Chapter 39: The War Begins
At the screeching sound emitting from Solaris’s ring, Silvana awoke and slammed her hand down on the dresser as if catching a fly on the wall.
She pressed the ring to her palm and felt a jolt shake any sleepiness out of her, and she sat up in the bed as Bruce and Amelia both woke, their eyes still heavy and bodies drooped in blankets.
“I need your help sooner than I had thought,” Solaris shouted. He was out of breath and sounded focused.
“Get Bruce to the Silverclaw manor as soon as you are able,” Solaris said. Silvana could tell that wherever her father was, he was moving quickly.
“I’ve got one final shot to unite the werewolves and the witches, but I require the vote of the Silverclaw Alpha.”
“Unite?” Bruce asked to himself, recalling the torture Solaris had put him through.
Had Solaris really turned such a new leaf?
Bruce leaned in and said, “We’re all on our way. Tell the pack I’m coming.”
Then the sound of thunder whipped so hard through the ring that it shocked Silvana and startled Amelia off the futon and to the floor.
Silvana dropped the ring onto the bed, and it glowed red and sashayed about on the covers as Solaris told them, “Get to the manor, quickly! We’re all under attack!”

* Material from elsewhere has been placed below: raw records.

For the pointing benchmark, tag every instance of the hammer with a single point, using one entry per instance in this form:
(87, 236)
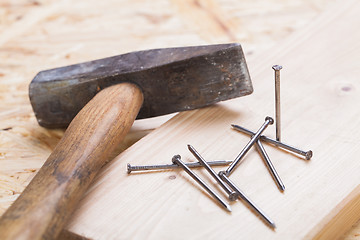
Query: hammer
(98, 102)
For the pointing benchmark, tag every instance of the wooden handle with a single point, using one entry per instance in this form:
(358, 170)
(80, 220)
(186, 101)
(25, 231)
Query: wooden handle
(43, 208)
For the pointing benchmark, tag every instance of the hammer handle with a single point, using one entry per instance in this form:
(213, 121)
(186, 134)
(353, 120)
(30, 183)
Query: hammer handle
(43, 208)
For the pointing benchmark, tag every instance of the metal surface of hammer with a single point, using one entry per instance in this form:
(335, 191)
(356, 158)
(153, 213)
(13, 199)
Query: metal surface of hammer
(101, 99)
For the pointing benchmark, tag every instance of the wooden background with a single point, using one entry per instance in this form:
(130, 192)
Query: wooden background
(36, 35)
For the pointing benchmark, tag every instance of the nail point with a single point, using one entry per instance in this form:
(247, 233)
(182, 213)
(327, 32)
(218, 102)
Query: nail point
(277, 67)
(270, 119)
(308, 155)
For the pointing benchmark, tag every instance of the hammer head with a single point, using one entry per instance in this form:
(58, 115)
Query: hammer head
(171, 79)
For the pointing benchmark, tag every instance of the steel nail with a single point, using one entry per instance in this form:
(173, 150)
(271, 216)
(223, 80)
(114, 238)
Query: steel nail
(254, 138)
(232, 195)
(263, 138)
(177, 160)
(270, 166)
(223, 176)
(277, 69)
(174, 166)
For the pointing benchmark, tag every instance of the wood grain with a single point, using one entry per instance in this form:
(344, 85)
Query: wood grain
(45, 205)
(317, 96)
(36, 35)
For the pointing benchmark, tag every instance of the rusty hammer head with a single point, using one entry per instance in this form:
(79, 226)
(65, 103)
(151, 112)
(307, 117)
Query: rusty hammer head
(171, 79)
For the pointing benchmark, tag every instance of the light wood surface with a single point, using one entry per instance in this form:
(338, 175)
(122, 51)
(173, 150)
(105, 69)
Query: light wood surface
(319, 82)
(43, 34)
(48, 201)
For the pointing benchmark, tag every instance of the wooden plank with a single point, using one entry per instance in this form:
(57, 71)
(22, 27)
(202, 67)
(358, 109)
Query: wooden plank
(39, 34)
(36, 35)
(319, 89)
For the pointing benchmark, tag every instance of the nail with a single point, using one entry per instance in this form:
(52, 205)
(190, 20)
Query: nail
(263, 138)
(268, 120)
(277, 69)
(174, 166)
(223, 176)
(232, 195)
(270, 166)
(177, 160)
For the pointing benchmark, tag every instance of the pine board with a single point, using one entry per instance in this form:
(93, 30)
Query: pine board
(319, 89)
(36, 35)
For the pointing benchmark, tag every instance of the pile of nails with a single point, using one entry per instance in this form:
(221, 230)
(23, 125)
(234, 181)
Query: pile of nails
(222, 177)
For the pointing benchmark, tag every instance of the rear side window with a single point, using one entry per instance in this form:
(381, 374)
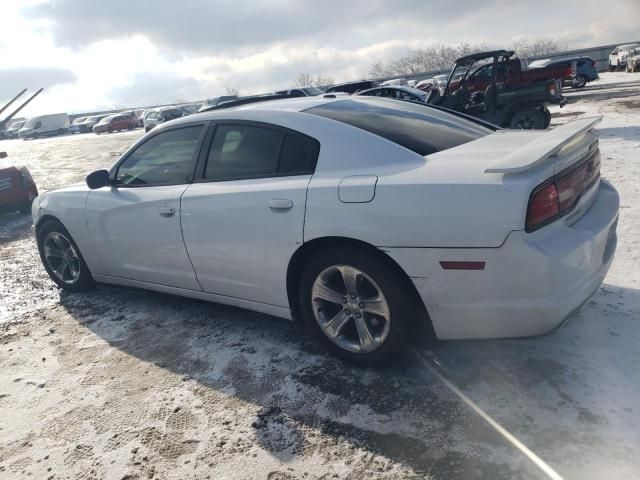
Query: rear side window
(248, 151)
(419, 128)
(167, 158)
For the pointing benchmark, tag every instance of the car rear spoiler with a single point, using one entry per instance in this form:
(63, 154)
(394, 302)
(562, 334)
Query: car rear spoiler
(546, 146)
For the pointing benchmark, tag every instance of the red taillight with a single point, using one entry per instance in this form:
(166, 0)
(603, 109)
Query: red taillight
(543, 206)
(559, 195)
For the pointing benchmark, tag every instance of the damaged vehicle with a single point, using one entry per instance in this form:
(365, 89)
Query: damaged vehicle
(371, 220)
(17, 188)
(504, 101)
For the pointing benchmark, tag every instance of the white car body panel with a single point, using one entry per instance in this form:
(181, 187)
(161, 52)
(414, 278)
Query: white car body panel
(466, 203)
(137, 238)
(240, 237)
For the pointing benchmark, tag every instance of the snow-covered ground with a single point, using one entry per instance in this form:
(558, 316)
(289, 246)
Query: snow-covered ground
(120, 383)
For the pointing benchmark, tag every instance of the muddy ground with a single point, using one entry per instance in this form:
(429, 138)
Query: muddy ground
(126, 384)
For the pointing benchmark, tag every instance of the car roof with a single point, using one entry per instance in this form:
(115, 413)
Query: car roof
(482, 55)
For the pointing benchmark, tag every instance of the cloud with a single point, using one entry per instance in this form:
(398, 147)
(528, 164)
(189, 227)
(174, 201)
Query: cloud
(149, 88)
(203, 26)
(14, 80)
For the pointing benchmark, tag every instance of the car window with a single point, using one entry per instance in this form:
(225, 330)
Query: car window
(299, 154)
(243, 151)
(420, 128)
(165, 159)
(247, 151)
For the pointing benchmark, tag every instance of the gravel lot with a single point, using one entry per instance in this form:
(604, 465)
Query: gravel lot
(126, 384)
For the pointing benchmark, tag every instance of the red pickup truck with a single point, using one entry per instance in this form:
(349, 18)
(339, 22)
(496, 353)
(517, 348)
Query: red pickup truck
(514, 72)
(17, 189)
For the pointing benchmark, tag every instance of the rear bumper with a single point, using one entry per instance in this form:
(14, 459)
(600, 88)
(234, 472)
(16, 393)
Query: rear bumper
(529, 285)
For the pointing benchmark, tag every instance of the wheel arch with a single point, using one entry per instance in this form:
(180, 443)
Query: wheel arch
(307, 249)
(45, 218)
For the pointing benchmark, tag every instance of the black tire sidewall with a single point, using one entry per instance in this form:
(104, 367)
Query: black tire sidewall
(85, 281)
(400, 302)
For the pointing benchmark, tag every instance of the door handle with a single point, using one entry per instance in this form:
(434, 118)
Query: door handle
(280, 204)
(166, 211)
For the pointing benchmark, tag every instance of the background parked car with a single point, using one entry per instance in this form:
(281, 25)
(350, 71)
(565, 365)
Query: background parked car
(585, 69)
(87, 124)
(73, 128)
(426, 84)
(618, 58)
(113, 123)
(633, 60)
(308, 91)
(353, 87)
(45, 125)
(17, 188)
(214, 101)
(160, 115)
(397, 92)
(14, 128)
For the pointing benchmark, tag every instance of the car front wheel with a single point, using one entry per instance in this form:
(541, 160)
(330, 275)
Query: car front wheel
(61, 257)
(354, 304)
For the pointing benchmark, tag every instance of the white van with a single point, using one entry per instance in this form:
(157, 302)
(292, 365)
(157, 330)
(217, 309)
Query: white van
(45, 125)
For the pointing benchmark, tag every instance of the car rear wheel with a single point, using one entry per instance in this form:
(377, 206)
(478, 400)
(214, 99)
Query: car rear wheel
(354, 304)
(528, 119)
(61, 257)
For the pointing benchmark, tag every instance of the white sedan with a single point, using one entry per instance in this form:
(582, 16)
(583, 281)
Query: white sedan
(367, 218)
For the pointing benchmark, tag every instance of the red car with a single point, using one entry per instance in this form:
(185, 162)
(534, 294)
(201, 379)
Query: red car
(113, 123)
(513, 73)
(17, 189)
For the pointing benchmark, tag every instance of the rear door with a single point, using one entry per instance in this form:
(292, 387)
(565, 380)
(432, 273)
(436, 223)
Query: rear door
(135, 223)
(243, 217)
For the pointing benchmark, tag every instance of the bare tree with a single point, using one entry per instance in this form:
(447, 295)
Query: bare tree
(441, 57)
(232, 91)
(303, 79)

All traces of light left the ring’s bloodstone, and no more sound came out of it.
Bruce tossed the covers off him and began changing into a pair of warm wool socks, a flannel shirt, and jeans.
Silvana followed his lead and slipped into a cozy pair of tight, flexible, gray pants, and a green wool sweater.
Amelia got to her feet and off the floor, tripped over the blankets she was still wrapped in, and then gasped as she saw out the window.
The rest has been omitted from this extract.